Browser extensions have emerged as integrated characteristics in modern browsers, with the aim to boost the online browsing experience. Their advantageous position between a user and the Internet grants them easy access to the user’s sensitive personal data, which has raised mounting privacy concerns from both legislators and the extension users. In this work, we propose an end-to-end automatic extension privacy compliance auditing approach, analyzing the compliance of privacy policy versus regulation requirements and their actual privacy-related practices during runtime.

Our approach utilizes the state-of-the-art language processing model BERT for annotating the policy texts, and a hybrid technique to analyze the privacy-related elements (e.g., API calls and HTML objects) from the static source code and dynamically generated files during runtime.

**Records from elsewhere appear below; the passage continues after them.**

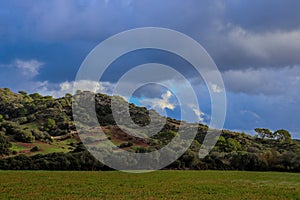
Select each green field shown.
[0,171,300,200]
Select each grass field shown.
[0,171,300,200]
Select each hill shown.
[0,88,300,172]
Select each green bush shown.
[14,129,34,143]
[0,132,11,155]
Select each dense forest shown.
[0,88,300,172]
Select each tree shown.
[274,129,291,141]
[0,132,11,155]
[45,118,56,130]
[254,128,273,139]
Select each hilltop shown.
[0,88,300,172]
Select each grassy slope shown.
[0,171,300,199]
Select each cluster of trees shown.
[0,89,300,172]
[255,128,291,141]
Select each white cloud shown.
[13,59,44,77]
[39,80,114,97]
[210,83,223,93]
[140,90,175,111]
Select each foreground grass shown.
[0,171,300,199]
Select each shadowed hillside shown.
[0,89,300,172]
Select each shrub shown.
[30,146,40,152]
[14,129,34,143]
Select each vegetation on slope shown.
[0,89,300,172]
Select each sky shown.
[0,0,300,138]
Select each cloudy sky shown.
[0,0,300,138]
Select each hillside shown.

We collect a comprehensive dataset within 42 hours in April 2022, containing a total of 64,114 extensions. To facilitate the model training, we construct a corpus named PrivAud-100 which contains 100 manually annotated privacy policies. Based on this dataset and the corpus, we conduct a systematic audition, and identify widespread privacy compliance issues. We find around 92% of the extensions have at least one violation in either their privacy policies or data collection practices. We further propose an index to facilitate the filtering and identification of extensions with significant probability of privacy compliance violations. Our work should raise the awareness from the extension users, service providers, and platform operators, and encourage them to implement solutions towards better privacy compliance. To facilitate future research in this area, we have released our dataset.